Not long after Jesus, the apostle Paul was travelling the Mediterranean helping to establish communities of faith that tried to live The Way of Jesus. Not anything like what we’d call “church” today, I don’t think (although, I wasn’t there so I don’t know for sure), but rather trying to build community, learning and living what Jesus taught and showed in his own life.
I know that sounds like what today’s church should be all about, but I imagine in those early days there was less form and structure around it, less “this is how we do that” and more “how shall we do that” when it came to how they met as a community. There was certainly less doctrine and dogma. There was no “we’ve always done it that way” because Jesus brings a new way and part of that new way is how we create community that’s true to its members. It’s not just about being welcoming to anyone that fits in, it’s about acknowledging and affirming what each member brings and how it helps to form the community with what’s true in each individual.

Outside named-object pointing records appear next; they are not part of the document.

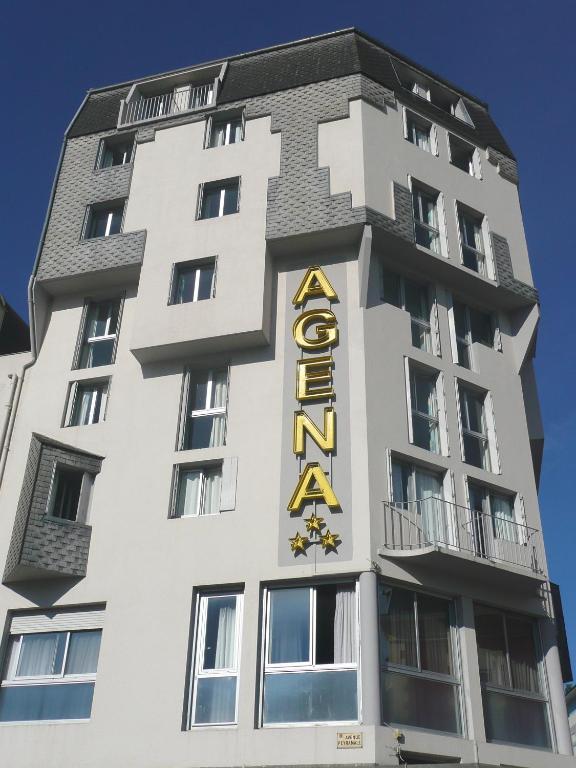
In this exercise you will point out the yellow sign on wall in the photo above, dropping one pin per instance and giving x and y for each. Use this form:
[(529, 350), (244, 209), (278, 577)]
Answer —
[(313, 330)]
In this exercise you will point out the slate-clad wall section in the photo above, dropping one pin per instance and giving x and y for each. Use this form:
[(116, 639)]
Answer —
[(49, 547), (80, 184)]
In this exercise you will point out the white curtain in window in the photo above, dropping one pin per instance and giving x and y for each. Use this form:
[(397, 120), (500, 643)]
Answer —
[(431, 507), (211, 504), (226, 641), (345, 625), (38, 654)]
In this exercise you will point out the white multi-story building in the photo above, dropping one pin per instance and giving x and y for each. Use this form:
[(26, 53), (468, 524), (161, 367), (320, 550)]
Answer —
[(269, 475)]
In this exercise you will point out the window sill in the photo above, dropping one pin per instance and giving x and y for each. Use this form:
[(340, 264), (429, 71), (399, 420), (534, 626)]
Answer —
[(6, 724)]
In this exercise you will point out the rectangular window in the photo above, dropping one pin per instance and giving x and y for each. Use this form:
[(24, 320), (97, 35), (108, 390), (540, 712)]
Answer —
[(472, 241), (419, 131), (420, 493), (419, 680), (219, 198), (471, 325), (462, 155), (104, 219), (413, 298), (205, 417), (426, 227), (421, 90), (49, 675), (115, 150), (193, 281), (515, 708), (87, 403), (99, 334), (493, 522), (311, 655), (226, 130), (476, 448), (197, 491), (216, 666), (424, 409), (69, 493)]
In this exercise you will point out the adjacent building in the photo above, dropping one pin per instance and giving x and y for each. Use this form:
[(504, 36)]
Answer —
[(270, 488)]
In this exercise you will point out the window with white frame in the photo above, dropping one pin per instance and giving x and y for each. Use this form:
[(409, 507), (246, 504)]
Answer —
[(419, 492), (414, 298), (426, 225), (225, 130), (475, 437), (69, 493), (513, 687), (219, 198), (115, 150), (424, 408), (463, 155), (472, 241), (205, 409), (99, 333), (471, 325), (87, 403), (311, 654), (50, 667), (419, 678), (214, 690), (104, 219), (193, 281), (493, 521), (197, 491), (419, 131)]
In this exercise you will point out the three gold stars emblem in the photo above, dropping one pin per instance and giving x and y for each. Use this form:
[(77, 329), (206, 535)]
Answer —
[(298, 543)]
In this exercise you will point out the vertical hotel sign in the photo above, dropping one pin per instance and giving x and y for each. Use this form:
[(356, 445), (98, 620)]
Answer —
[(314, 331)]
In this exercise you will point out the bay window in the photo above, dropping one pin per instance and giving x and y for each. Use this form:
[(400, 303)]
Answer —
[(99, 334), (419, 131), (311, 655), (475, 441), (419, 678), (50, 670), (216, 663), (509, 656), (425, 210)]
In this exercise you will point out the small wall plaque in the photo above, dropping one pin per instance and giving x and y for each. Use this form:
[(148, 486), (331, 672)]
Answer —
[(349, 741)]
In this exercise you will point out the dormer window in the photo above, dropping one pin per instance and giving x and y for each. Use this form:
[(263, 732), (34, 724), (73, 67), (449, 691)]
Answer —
[(421, 90), (172, 95)]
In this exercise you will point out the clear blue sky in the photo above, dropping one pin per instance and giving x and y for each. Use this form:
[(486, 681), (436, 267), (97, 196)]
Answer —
[(516, 54)]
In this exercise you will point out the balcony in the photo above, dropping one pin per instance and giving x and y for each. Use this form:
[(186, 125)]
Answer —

Yes, they struggled with that. We still do and will. It’s a challenge that requires openness to connection, vulnerability and empathy, and we’ve learned to not always be okay with that. But then, Jesus.
Paul, in a very Jesus way, talked about that, one that was familiar, but that he turned on its head.
Paul said it’s like the body. “For just as the body is one and has many members, and all the members of the body, though many, are one body, so it is with Christ ... Now you are the body of Christ and individually members of it.”
Paul didn’t come up with that. The community as a body with all its parts working together was an image that had been around for awhile. The way it was used helped to identify your “part” so that could determine your place in society. Some parts are more important than others, some aren’t even really needed and some, well, we just don’t talk about those.
But Paul says no! In order for the body to be whole, all parts of the body are important. In fact, there is an equity amongst all the parts of the body and when one part of the body hurts, the whole body suffers; when one part of the body is celebrated, all the body celebrates. In fact, the parts that are often dismissed or ignored, the parts that had been given the least honour, those are the ones that are most important for the health and wholeness of the body.
Which community are we? Are we one that sorts and stacks people according to their part, determining which are more valuable, which are more contributing, pushing out of sight the ones that we judge to be of less use to us. Or do welcome and affirm all, just as they are, treat them with equity, get to know them, build relationships with them, and embrace them as part of the whole.
In the kind of community Jesus and Paul envisioned, we’d honour all people, welcome all the gifts people bring and offer our care for those in need. Yes, that last part’s crucial. The wholeness of the body requires care of all its parts, not just demands of them.